I am working through some practice problems before an exam, but I am getting stuck. The PDF is $f(x \mid \theta) = \theta x^{\theta - 1}$, where $0 < x < 1$.
I have already found the MLE as $$\hat{\theta}_{\text{MLE}}=\frac{-n}{\sum_{i = 1}^{n}\log{x_i}}$$
I've also shown that this is both a complete and sufficient statistic, so all I need to do is show that it's unbiased to show that its the UMVUE. This is where I'm drawing a blank. How do I show that it's unbiased?
MLEs are not expected to be unbiased estimators in general. This case is no exception.
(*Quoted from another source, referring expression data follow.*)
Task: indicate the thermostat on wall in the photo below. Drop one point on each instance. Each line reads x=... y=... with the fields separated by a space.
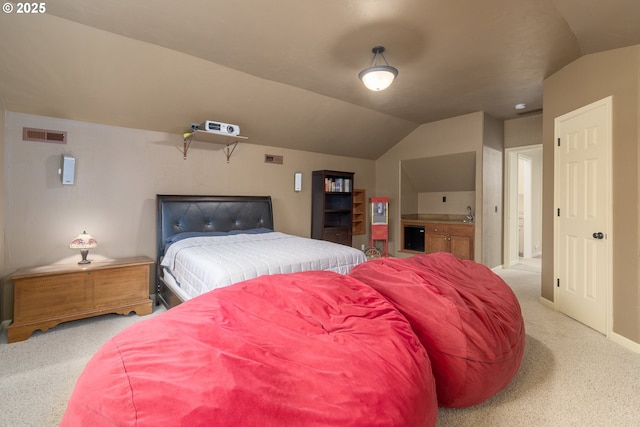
x=67 y=169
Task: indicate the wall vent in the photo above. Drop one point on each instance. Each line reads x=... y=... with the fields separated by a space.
x=44 y=135
x=273 y=159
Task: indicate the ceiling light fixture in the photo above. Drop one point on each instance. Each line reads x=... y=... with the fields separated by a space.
x=378 y=77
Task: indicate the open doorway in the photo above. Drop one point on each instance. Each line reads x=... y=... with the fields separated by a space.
x=523 y=207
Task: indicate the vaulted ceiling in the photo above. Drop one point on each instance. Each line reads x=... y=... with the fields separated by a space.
x=285 y=71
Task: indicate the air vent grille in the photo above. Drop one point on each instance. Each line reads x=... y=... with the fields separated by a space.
x=273 y=159
x=44 y=135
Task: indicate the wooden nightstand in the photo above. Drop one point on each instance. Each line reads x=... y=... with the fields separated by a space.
x=49 y=295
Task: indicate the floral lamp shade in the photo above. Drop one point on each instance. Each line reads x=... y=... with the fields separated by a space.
x=84 y=242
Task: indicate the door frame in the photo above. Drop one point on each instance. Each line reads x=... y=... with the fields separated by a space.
x=511 y=202
x=608 y=103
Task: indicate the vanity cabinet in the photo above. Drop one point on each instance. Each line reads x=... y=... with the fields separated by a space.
x=455 y=238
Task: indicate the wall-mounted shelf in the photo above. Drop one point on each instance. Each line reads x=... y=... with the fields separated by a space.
x=200 y=135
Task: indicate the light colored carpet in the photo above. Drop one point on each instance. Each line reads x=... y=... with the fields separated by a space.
x=570 y=375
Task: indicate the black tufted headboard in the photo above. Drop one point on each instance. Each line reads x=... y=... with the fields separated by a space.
x=179 y=214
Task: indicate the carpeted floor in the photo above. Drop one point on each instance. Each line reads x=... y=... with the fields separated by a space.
x=570 y=375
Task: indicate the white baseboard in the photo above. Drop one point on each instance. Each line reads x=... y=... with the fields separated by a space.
x=547 y=303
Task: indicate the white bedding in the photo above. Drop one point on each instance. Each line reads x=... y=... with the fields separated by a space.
x=201 y=264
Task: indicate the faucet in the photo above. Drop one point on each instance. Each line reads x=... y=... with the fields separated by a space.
x=469 y=214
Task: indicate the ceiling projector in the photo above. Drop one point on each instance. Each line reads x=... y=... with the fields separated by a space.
x=219 y=127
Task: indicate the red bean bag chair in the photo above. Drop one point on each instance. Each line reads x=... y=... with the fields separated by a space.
x=466 y=316
x=301 y=349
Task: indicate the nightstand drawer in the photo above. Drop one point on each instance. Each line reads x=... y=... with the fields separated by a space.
x=49 y=295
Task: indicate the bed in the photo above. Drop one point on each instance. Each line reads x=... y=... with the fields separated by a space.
x=384 y=345
x=208 y=242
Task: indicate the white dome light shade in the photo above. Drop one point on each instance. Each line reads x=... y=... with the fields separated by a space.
x=378 y=77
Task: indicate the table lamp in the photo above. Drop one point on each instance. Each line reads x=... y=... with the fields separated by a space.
x=84 y=242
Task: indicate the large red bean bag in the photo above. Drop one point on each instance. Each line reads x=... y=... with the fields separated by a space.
x=301 y=349
x=466 y=316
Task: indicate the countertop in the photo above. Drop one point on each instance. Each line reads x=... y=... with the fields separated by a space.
x=439 y=218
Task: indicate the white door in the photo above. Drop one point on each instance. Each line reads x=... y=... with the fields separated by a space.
x=583 y=212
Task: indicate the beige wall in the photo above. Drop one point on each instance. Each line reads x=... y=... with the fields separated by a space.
x=455 y=135
x=492 y=194
x=588 y=79
x=2 y=206
x=523 y=131
x=119 y=171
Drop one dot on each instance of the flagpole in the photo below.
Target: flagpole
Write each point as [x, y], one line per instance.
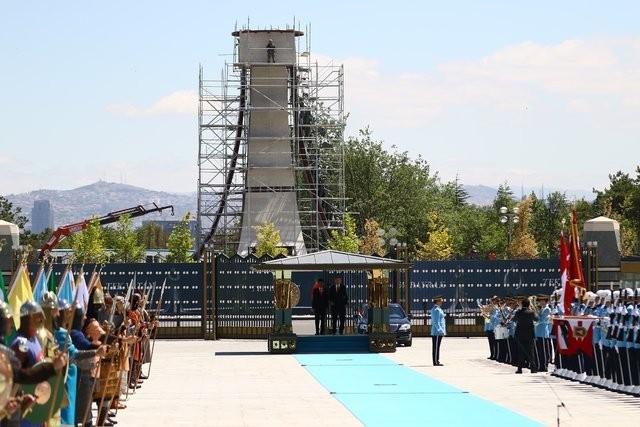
[155, 330]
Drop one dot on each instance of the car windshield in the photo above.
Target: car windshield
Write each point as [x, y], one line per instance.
[396, 312]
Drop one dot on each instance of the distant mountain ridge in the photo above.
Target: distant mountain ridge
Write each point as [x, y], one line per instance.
[482, 195]
[101, 198]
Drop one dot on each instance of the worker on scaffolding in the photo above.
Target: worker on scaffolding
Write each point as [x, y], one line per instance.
[271, 51]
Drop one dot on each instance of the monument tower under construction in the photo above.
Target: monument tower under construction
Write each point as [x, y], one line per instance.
[271, 146]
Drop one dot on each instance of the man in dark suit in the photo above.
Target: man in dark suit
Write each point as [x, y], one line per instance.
[319, 303]
[338, 300]
[525, 336]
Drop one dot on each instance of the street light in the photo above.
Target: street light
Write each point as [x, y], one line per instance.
[402, 253]
[509, 218]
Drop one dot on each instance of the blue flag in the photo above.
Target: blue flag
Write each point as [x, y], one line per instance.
[41, 285]
[66, 288]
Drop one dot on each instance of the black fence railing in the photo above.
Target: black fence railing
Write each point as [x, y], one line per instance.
[234, 301]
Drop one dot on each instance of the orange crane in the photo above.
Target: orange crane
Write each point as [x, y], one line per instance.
[65, 230]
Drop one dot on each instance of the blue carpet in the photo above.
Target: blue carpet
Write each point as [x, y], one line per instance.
[379, 392]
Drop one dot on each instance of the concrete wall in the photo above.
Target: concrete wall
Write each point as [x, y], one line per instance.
[253, 46]
[270, 175]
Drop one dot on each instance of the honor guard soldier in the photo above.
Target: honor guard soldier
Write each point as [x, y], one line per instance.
[438, 329]
[543, 329]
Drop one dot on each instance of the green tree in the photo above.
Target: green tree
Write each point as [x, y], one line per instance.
[370, 241]
[126, 246]
[523, 245]
[151, 235]
[180, 243]
[438, 245]
[546, 221]
[89, 245]
[347, 240]
[36, 241]
[268, 240]
[621, 201]
[390, 187]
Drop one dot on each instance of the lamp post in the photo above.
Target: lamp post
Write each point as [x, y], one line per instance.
[509, 218]
[403, 254]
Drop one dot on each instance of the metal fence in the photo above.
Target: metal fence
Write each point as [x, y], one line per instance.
[225, 298]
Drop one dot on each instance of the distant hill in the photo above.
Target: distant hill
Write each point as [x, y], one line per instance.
[101, 198]
[482, 195]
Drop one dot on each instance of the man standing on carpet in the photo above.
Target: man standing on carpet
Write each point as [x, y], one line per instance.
[525, 336]
[438, 329]
[319, 303]
[338, 300]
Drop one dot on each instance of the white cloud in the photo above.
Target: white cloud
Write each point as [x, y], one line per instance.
[511, 79]
[179, 103]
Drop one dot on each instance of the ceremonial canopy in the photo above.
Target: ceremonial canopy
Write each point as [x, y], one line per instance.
[333, 260]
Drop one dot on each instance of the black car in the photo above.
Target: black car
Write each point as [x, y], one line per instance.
[399, 323]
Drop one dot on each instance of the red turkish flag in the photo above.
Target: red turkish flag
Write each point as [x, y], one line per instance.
[568, 292]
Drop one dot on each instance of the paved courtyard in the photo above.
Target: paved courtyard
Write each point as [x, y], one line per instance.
[237, 383]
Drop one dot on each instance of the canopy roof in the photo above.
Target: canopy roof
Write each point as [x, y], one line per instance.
[333, 260]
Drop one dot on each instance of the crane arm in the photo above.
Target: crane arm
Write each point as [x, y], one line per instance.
[65, 230]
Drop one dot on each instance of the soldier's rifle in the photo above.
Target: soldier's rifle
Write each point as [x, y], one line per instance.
[155, 330]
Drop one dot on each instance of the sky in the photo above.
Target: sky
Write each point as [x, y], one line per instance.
[536, 94]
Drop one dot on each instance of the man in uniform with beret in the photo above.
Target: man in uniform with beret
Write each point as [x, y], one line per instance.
[438, 329]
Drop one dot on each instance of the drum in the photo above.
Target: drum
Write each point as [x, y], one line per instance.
[109, 384]
[501, 332]
[49, 397]
[6, 379]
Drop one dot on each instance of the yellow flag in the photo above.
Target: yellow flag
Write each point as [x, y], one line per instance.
[20, 293]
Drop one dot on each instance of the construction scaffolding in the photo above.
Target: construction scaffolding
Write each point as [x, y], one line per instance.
[267, 131]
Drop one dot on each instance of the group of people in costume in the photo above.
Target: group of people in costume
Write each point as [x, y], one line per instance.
[69, 360]
[596, 342]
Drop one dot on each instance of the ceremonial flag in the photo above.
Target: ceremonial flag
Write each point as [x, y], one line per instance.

So stating the facts to remove this from the unanswered queue:
This $\mathsf{Beta}(\theta,1)$ density is a member of the exponential family, so from Factorisation theorem we directly find that $T = \sum\limits_{i = 1}^n \ln X_i$ is a complete sufficient statistic for $\theta$.
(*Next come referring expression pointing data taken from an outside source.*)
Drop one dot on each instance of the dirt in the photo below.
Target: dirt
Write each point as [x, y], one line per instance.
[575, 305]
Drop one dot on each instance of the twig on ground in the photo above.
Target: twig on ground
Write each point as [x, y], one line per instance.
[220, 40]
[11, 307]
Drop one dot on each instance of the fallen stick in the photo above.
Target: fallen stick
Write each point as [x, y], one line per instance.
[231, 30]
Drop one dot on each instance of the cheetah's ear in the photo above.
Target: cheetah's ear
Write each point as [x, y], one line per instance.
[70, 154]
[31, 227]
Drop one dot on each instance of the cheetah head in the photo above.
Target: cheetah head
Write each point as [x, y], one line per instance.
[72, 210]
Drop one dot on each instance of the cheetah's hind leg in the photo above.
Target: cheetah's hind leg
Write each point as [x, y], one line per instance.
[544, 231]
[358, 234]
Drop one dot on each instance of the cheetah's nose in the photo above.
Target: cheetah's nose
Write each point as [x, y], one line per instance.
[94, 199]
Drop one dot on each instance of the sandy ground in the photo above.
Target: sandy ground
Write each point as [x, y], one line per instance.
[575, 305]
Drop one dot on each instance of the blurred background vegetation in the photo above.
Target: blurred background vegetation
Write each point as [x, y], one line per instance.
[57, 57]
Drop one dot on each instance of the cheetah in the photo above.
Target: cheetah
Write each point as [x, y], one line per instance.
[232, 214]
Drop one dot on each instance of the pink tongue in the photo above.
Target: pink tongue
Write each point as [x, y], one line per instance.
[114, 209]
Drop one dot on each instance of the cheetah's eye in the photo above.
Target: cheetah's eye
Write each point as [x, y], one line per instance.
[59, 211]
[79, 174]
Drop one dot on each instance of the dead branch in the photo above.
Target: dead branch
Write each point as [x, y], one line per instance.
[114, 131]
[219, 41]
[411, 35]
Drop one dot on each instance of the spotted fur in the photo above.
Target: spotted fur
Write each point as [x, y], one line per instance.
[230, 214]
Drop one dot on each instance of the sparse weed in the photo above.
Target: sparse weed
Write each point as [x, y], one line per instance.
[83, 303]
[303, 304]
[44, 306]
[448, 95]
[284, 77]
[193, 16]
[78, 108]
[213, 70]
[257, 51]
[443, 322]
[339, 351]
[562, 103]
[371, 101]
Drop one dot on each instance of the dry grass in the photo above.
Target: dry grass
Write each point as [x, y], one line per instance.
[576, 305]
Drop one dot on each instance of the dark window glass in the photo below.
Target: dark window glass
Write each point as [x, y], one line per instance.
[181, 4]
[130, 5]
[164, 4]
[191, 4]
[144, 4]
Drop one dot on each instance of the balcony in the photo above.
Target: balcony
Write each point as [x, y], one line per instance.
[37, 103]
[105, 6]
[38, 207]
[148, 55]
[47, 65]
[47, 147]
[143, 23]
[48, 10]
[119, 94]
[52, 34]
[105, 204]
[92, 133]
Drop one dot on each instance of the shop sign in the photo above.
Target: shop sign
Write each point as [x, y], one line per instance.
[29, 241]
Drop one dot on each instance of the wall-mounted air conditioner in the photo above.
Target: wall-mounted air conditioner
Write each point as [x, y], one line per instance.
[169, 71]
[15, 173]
An unbiased estimator of $\theta$ based on $T$ is $h(T) = \dfrac{1 − n}{T}$, which is the UMVUE of $\theta$ by Lehmann-Scheffe theorem. To show this, we can first find the distribution of $T$ and hence calculate $E\left(\dfrac{1}{T}\right)$.
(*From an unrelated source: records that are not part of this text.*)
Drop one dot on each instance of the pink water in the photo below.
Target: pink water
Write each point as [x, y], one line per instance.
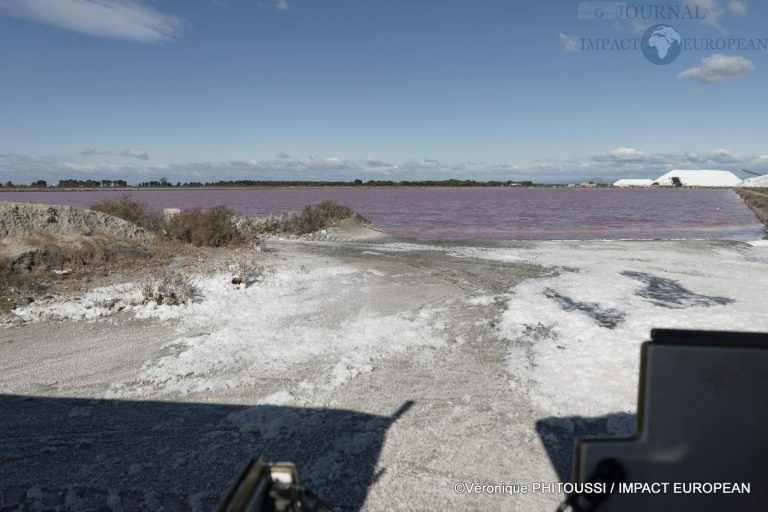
[479, 213]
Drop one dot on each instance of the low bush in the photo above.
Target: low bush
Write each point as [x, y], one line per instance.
[133, 211]
[214, 227]
[171, 289]
[319, 216]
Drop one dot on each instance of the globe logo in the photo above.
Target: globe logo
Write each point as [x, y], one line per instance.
[661, 44]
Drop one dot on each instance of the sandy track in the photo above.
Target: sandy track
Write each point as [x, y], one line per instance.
[310, 365]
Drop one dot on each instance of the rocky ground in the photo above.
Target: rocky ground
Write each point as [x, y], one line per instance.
[389, 371]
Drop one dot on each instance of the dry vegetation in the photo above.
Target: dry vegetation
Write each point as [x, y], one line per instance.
[214, 227]
[133, 211]
[757, 200]
[44, 262]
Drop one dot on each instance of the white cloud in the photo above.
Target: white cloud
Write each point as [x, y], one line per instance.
[719, 67]
[115, 19]
[622, 162]
[134, 153]
[569, 44]
[738, 7]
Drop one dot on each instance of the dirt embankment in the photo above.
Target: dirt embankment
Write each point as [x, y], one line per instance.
[757, 200]
[46, 248]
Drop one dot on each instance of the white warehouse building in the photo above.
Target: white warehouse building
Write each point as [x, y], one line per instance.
[693, 178]
[703, 178]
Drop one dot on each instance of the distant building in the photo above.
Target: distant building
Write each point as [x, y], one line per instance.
[703, 178]
[634, 182]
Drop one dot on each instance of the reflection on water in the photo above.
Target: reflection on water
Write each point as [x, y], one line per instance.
[480, 213]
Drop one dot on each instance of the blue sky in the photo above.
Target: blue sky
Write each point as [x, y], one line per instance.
[345, 89]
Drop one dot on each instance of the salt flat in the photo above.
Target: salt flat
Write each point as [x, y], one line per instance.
[388, 370]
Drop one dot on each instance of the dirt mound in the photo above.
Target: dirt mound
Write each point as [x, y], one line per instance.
[20, 219]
A useful transformation here is the following:
If $X_i\sim \mathsf{Beta}(\theta,1)$, then $-\theta\ln X_i\sim\mathsf{Exp}(1)$ or equivalently, $-2\theta\ln X_i\sim \chi^2_2$.
As the $X_i$'s are i.i.d this means $-2\theta T\sim \chi^2_{2n}$. Or equivalently $T$ has a Gamma distribution (details here).